Furthermore, the education variable is found to be negatively correlated with growth. This result aligns with Gylfason (2001b; 2002), where the abundance of natural resources in a country can dis-incentivize investment in human capital, leading to lower economic growth. However, contrary to my expectation, the interaction between share of employment and education does not turn its negative impact on growth into positive. Some possible reasons are mining industry is not labor intensive as in manufacture; mining industry as a primary sector produces low
33 | P a g e value-added goods and provides low levels of job creation that do not require highly educated workers as in manufacture and services. Thus, highly skilled employees will go to different jobs. This argument is in line with the previous literatures that also found there is less demand for high skilled labor in primary productions compared to manufacture or services (Sachs & Warner, 1995; Gylfason 2001a).

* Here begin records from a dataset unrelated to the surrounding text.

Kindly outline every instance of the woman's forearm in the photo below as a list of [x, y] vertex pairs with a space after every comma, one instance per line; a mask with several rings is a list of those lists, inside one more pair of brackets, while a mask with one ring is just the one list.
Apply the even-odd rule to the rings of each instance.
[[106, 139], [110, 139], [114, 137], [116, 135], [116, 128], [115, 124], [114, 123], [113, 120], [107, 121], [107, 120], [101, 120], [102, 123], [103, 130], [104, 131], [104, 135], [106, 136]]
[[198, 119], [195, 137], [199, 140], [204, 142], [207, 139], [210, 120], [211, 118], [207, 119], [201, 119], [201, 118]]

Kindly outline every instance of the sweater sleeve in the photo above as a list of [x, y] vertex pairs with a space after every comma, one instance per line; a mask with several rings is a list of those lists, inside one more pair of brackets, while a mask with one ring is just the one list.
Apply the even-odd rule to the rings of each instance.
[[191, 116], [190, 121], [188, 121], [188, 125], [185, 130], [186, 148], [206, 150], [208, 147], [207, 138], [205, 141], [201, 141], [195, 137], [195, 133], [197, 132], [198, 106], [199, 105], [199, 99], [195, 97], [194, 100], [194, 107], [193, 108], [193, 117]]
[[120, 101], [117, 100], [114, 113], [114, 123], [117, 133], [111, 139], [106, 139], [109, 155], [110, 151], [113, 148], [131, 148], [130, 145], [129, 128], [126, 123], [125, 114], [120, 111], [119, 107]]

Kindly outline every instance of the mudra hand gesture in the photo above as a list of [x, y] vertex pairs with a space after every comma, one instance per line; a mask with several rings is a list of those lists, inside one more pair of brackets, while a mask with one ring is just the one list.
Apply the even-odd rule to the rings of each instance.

The share of credit in mining sector contributes to boosting Indonesia’s economic growth. Although the impact turns into negative when the outliers of growth per capita are excluded, it suggests that the results depend on the mining-related factor outliers. One main hypothesis drawn from the positive correlations between credit and growth is that mining sector is relatively high capital-intensive industry that requires advanced technology and equipment especially for the non-surface and underground mining that are very expensive and mostly financed by the credit. Companies use the money they borrow from the national banks in Indonesia to cover their capital costs, such as purchasing technologies, machines and equipment to extract and process the commodities. For example, PT J Resources Nusantara (JRN), a leading gold mining company was reported to borrow credit of 231 million US dollars from Bank Negara Indonesia (BNI) in 2019 to buy capital and support its subsidiaries (Hutauruk, 2019). The capital, such as high technologies for production, will need high-skilled employees to operate it in return. This could explain why education in the share of credit becomes positively correlated with growth. The high-skilled employees are tasked to handle these high technologies which increase the productivity in mining sector and thus higher economic growth.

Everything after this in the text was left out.